La BD Moi je veux être une sorcière

“Passer du côté obscur”, “de l’autre côté du miroir” : autant d’expressions inquiétantes pour désigner la ménopause. L’autrice Marie Pavlenko, dont la mère a été ménopausée à 42 ans, réalise cet ouvrage à partir d’entretiens éclairants menés avec des femmes concernées. Celles-ci ne mâchent pas leurs mots pour évoquer les symptômes, parfois très pénibles, associés à la ménopause : “J’avais la foufoune comme un flan”, dit l’une d’elles à propos de ses fuites urinaires. “J’ai cru qu’on m’avait versé du sable à l’intérieur,” ajoute une autre, au sujet de sa sécheresse vaginale. Les illustrations de Joséphine Onteniente figurent le parcours des femmes ménopausées sous la forme d’un train fantôme ponctué de surprises plus ou moins agréables : règles interminables, prise de poids, bouffées de chaleur, dépression…

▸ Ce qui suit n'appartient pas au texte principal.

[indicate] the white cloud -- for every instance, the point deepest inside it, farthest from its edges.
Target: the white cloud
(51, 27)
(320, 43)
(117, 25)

Moi, je veux être une sorcière plaide pour une meilleure reconnaissance sociale et médicale de la ménopause mais aussi pour une sororité féminine, en rappelant que les femmes vivent 30 à 40 % de leur existence en étant ménopausées et que, si les hommes se bonifient, comme le veut la légende, la dévalorisation féminine associée à l’âge n’est pas une fatalité, c’est même une pure construction culturelle.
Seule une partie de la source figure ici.